Allah dilediğini yola getirecek ve dilediğini saptıracaksa neden elçi göndersin? Bu durumda elçinin, o toplumun dili ile açıklama yapmasının ne anlamı olur? Böyle anlamsız bir iş “doğru karar veren” Allah’a yakıştırılabilir mi? İçinde ciddi çelişkiler olan ifadeler, Allah’ın sözü olabilir mi?

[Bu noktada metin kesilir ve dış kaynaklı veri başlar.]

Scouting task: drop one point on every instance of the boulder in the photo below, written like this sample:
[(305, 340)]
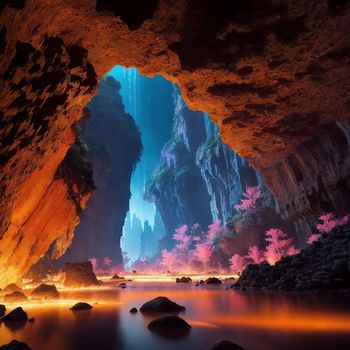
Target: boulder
[(16, 315), (213, 280), (15, 297), (169, 326), (184, 280), (226, 345), (81, 306), (12, 288), (45, 291), (15, 345), (79, 275), (2, 310), (161, 305)]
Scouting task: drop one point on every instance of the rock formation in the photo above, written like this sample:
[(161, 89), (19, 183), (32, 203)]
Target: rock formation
[(177, 187), (273, 75), (114, 146)]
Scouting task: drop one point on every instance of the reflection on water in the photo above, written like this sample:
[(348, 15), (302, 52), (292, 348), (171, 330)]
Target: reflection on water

Çelişkiler يَشَاء = ister” fiilinin faili olan “o” zamirinin, Arap dili kurallarına aykırı olarak, Allah lafzını gösterir sayılmasından kaynaklanmıştır. Halbuki zamir, yanı başında bulunan مَن = men, kim’i gösterir. Uzağı göstermesi için karine yani geçerli bir sebep gerekir. Burada böyle bir karine yoktur. Âyetin doğru anlamı şöyledir: ... Bundan sonra Allah dileyeni sapıklıkta bırakır, dileyeni de yola getirir...Bu anlam ile her şey yerine oturmaktadır. Yoksa yanlış, yanlışı doğurmakta ve bir yanlışlar zinciri oluşmaktadır. Bunlar tefsir ve meallerde çoktur.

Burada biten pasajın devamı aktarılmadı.